A população prefere andar em carroças, pagar altíssimas prestações e enfrentar longos congestionamentos a utilizar o serviço publico de transporte. As associações de bairro deveriam junto com os empresários e prefeitura participarem da escolha das linhas e itinerários, afinal são elas que representam os moradores dos bairros, porém devem ter o bom senso e não advogarem em causa própria, como tem ocorrido ultimamente. Preocupadas apenas com seus umbigos e interesses únicos , sem o que chamamos de visão sistêmica e auxiliada muitas vezes por vereadores , exigem da prefeitura linhas que não utilizam, ônibus que circulam praticamente o dia todo vazios, criando gastos para o sistema, apenas para satisfazerem seus egos e esquecem que todos pagam por isso. O ser humano notadamente não gosta de mudanças, principalmente quando atinge a sua zona de conforto e no caso dos usuários campineiros, a maioria rejeita a baldeação em terminais, acham melhor ficar um bom tempo esperando nos pontos mesmo que a espera seja longa. Essa mentalidade precisa mudar, em Curitiba esse tipo de sistema funciona e o transporte como o próprio nome diz, é coletivo. Há tempos soube através de uma presidente de associação de bairro, que fizeram um pedido para a prefeitura que se construa um terminal na região dos Dics e até agora não obtiveram respostas.

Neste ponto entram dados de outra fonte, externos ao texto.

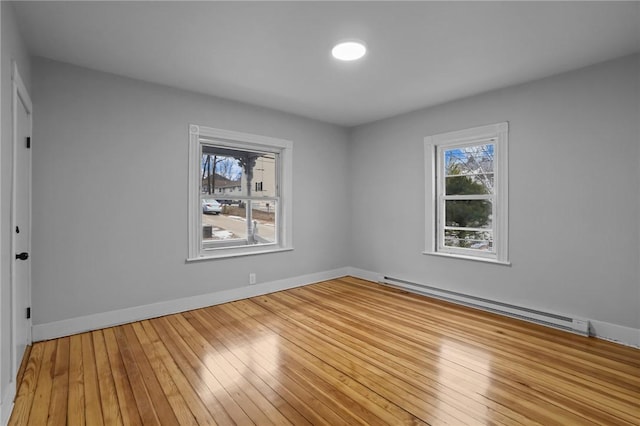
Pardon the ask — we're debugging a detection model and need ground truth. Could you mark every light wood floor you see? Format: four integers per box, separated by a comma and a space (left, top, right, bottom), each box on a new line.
10, 278, 640, 426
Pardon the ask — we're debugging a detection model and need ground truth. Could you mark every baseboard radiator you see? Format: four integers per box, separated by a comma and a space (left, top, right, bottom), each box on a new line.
380, 276, 589, 336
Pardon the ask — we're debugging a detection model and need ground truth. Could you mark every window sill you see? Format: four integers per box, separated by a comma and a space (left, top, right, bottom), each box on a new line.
422, 251, 511, 266
186, 247, 293, 263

Finalizo afirmando que há uma necessidade grande de mudança no pensamento de todos que se beneficiam, gerenciam ou prestam o serviço de transporte coletivo, pois apenas desta forma teremos um serviço decente que realmente merecemos, a um preço justo em que todos,empresários, prefeitura, usuários, transito, meio ambiente, enfim a cidade sai ganhando.